The Ninu reference genome is one of the highest-quality marsupial genomes available, comparable to the koala genome. Phylogenetic and PCA analyses confirmed the divergence of Ninu and Yallara. PSMC and MSMC analyses revealed two major population crashes in both species coinciding with global cooling events. Ninu from the temperate island population showed lower heterozygosity and higher ROH compared to semi-arid individuals, likely due to a small founder effect. The semi-arid Ninu showed variable ROH levels, with both short and long ROHs suggesting past and recent inbreeding. Despite their captive history, Ninu had fewer long ROHs than other larger mammals, potentially due to their boom-bust life history. The metapopulation expansion between 2016 and 2021 increased heterozygosity in translocated populations, demonstrating the success of genetically informed management. The scat SNP panel successfully genotyped wild Ninu, revealing comparable genetic diversity to other wild populations. GWAS identified genes involved in anatomical structure, metabolic pathways, and stress response that differed between semi-arid and temperate Ninu. Ninu showed the highest number of annotated olfactory receptor genes among the ten species compared in CAFE analysis. Association analysis revealed fixed differences in four testis genes between semi-arid and temperate male Ninu. All 115 conserved eutherian chorioallantoic placentation genes were expressed in the Ninu uterus. The immune gene repertoire of Ninu was similar to other marsupials, with marsupial-specific genes and eutherian orthologues identified. The analysis of the XY1Y2 sex chromosome system revealed a large pseudoautosomal region (PAR) in the compound X chromosome that pairs with the Y2 chromosome during meiosis.

This study demonstrates the power of integrating genomics with Indigenous knowledge and conservation management. The high-quality Ninu genome provides a valuable resource for understanding bilby biology and evolution. The findings highlight the impact of past climate change and the effectiveness of genetically informed metapopulation management. The development of a reliable scat genotyping method is a significant breakthrough for monitoring remote populations. The unique biological characteristics revealed through transcriptomics and comparative genomics offer insights into bilby adaptations. The identification of genes involved in key pathways like metabolism and reproduction can inform future conservation strategies. The collaborative nature of this research, involving Indigenous rangers, conservation managers, and scientists, is a model for future conservation genetics projects.

This study provides the first chromosome-level genome assembly for the greater bilby and the first genome sequence for the extinct lesser bilby. The findings demonstrate the value of integrating genomics with Indigenous knowledge and conservation management for the long-term survival of the bilby. Future research should investigate the functional consequences of the identified genetic variations, expand scat sampling across the country, and continue to integrate Indigenous knowledge into conservation planning.

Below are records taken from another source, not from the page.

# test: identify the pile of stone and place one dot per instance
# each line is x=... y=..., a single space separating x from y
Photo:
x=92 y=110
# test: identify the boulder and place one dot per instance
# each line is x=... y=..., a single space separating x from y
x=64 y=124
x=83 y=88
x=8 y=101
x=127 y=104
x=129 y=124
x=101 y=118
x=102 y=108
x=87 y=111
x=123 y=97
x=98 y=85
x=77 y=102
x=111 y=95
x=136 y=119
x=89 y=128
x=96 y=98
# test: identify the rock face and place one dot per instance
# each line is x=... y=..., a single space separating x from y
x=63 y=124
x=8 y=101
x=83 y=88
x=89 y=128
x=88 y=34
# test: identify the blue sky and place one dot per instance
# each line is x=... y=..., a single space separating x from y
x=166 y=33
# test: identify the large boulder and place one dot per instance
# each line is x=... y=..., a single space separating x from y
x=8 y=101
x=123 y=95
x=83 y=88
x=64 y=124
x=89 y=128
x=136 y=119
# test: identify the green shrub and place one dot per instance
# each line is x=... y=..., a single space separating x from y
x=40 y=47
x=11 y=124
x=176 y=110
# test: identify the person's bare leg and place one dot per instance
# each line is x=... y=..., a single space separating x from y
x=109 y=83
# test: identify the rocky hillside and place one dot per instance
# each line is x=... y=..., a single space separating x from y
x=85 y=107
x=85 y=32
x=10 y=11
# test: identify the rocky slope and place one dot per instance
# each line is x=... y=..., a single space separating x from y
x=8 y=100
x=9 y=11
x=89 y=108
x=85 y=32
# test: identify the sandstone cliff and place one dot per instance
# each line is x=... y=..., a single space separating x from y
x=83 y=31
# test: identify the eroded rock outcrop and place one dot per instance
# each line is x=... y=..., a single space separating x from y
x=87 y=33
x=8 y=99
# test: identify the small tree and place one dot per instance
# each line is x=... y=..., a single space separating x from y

The small sample size for Yallara limited the power of the association studies. The use of museum specimens may lead to DNA degradation and biases in the Yallara genome assembly. The scat genotyping panel may have limited sensitivity in areas with low bilby densities or high scat degradation. Further research is needed to understand the effects of various environmental factors on gene expression and to validate the use of scat sampling methods.